Nonetheless, in early March, Huggins asked, “Where can I go, today, within the NY Times’s online materials or in the printed paper, to find a cohesive, easy-to-understand, visual communication of the essential dynamics of global warming? It might exist, but I haven’t seen it, and I read the paper and post online nearly every day.”
He’s right, sort of. The Times’s topic page for global warming does not have a simple, text-based or graphical explanation of the carbon cycle or the greenhouse effect. Indeed, despite the fact that numerous newspapers and some broadcasters have created similar pages dedicated to climate, very few give any space to the basics in the way that BBC does, for example.

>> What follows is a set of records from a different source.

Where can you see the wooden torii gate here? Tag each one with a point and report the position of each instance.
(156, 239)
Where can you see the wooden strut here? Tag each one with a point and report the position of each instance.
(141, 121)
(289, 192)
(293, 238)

On the other hand, most of them provide myriad links to other resources where all that and much, much more is available.
It might seem like a good idea for big papers to produce their own copies of such material, but let’s not forget, there is still the news to worry about, and the original material that the Times does have—including excellent graphics and slideshows—has mostly moved on to documenting the impacts of global warming, as well as human attempts to mitigate and adapt to it. That editorial direction reflects the scientific, not to mention political- and business-world, consensus that there is enough evidence of man-made warming to warrant some kind of effort to cut greenhouse emissions.
None of this is to say that journalists shouldn’t try to recap, in individual stories or in special online packages, some of the basics whenever there is time and space. Ultimately, though, news outlets will never be as good at basic education as textbooks, encyclopedias, or explanatory Web sites such those produced by NASA or the EPA.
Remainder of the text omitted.